La Congrégation de Bétharram, qui dirigeait l'établissement béarnais au cœur d'un vaste scandale de violences commis sur des enfants, a confirmé le 13 octobre l'indemnisation de toutes les victimes, de personnels religieux comme de laïcs, en commençant par celles d'agressions sexuelles.
Cet ordre franco-italien avait reconnu en mars sa "responsabilité" dans les faits dénoncés par plus de 200 plaintes individuelles, dont la moitié pour des agressions à caractère sexuel mais presque toutes prescrites, et annoncé des mesures avec l'aide de l'Institut francophone pour la justice et la démocratie (IFJD).
Lundi, il a annoncé dans un communiqué "l'élargissement du mandat de la Commission Reconnaissance et Réparation (CRR, mise en place par l'Église catholique en 2021, NDLR) aux violences sexuelles commises par les laïcs à Notre-Dame-de-Bétharram".
Jusque-là, seules les victimes de religieux étaient prises en compte. "Que des victimes aient déjà été indemnisées par la CRR et pas d'autres est vécu comme une injustice", a déclaré à l'AFP Magalie Besse, directrice de l'IFJD, ONG spécialisée dans la justice transitionnelle en zone de conflit.
D'ici la fin d'année, la Congrégation des pères de Bétharram doit "abonder son fond de réparation", pour de premières indemnisations prévues début 2026, selon Mme Besse.
Elle s'appuiera sur le système d'évaluation de la gravité et des incidences des violences sexuelles "déjà fonctionnel" de la CRR, souligne-t-elle. D'un montant moyen de 34.000 euros, l'indemnisation est plafonnée à 60.000 euros, soit "beaucoup plus que des réparations judiciaires".

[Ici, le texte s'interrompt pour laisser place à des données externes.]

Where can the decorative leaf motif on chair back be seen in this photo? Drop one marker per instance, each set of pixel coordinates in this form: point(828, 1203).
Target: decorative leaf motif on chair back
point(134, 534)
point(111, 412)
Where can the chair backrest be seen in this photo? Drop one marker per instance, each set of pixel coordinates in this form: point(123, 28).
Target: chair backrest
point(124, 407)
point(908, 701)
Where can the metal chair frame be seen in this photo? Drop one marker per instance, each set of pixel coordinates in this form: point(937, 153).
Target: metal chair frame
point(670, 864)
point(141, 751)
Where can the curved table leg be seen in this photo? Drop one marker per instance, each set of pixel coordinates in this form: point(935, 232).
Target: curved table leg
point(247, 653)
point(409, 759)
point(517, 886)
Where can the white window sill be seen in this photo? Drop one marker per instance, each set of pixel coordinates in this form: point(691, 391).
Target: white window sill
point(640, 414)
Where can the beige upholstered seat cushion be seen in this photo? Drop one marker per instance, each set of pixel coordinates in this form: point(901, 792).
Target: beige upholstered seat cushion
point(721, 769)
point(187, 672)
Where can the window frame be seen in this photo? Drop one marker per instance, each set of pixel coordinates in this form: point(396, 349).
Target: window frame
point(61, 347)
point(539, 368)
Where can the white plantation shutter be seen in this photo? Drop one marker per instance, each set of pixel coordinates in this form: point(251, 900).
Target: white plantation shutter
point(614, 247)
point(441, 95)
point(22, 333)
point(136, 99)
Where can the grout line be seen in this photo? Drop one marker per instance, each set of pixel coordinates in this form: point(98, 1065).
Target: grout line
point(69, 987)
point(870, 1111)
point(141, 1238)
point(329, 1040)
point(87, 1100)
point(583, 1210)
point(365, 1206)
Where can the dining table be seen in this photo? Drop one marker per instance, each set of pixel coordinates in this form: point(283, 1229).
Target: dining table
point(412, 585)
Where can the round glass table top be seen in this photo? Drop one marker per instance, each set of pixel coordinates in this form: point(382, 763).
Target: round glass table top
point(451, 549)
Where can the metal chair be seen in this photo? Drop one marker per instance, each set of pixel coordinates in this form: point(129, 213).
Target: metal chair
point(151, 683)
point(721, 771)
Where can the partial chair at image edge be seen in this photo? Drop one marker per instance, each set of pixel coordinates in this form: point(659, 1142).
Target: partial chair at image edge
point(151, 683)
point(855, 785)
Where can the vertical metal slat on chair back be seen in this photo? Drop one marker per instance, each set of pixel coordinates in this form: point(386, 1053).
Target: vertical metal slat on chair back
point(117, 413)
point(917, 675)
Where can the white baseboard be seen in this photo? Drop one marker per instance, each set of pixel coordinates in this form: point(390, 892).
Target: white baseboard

Alain Esquerre, ancien élève de Bétharram et représentant d'un collectif de victimes, regrette qu'il ait "fallu plus de sept mois pour que la congrégation passe enfin à l'action".
Selon un audit, encore inachevé, le patrimoine immobilier de la congrégation s'élève à 5 millions d'euros, à condition que "les biens soient effectivement vendables", relève Magalie Besse, qui concède une "crainte sur le financier".
Alain Esquerre, lui, demande une "vraie enquête" financière. "La congrégation a des biens immobiliers dans 15 pays, elle raconte ce qu'elle veut, on se moque de nous", réagit-il.
A ce jour, la congrégation indique avoir versé 900.000 euros à plus de 20 victimes et qu'une vingtaine de dossiers sont en cours de traitement.
Pour M. Esquerre, l'État ne "doit pas s'exonérer" de ses responsabilités, tout "comme l'Église", après avoir laissé des établissements sous contrat "en roue libre pendant des décennies".
Il attend en outre toujours les moyens d'enquête promis en février par l'ancien Premier ministre François Bayrou, accusé par ailleurs d'avoir menti sur sa connaissance des violences commises au sein de l'établissement où ont été scolarisés plusieurs de ses enfants et où sa femme enseignait le catéchisme.
Pour les victimes de violences physiques, exclues du champ d'indemnisation de la CRR, un "mécanisme" de calcul doit encore être défini, selon la directrice.
Seules deux plaintes sur les plus de 200 déposées depuis février 2024 ne sont pas prescrites. Un seul ex-surveillant de Bétharram a été mis en examen pour viol et agression sexuelle, sur un total de quinze prêtres, presque tous décédés, et quatre laïcs mis en cause de 1957 à 2004.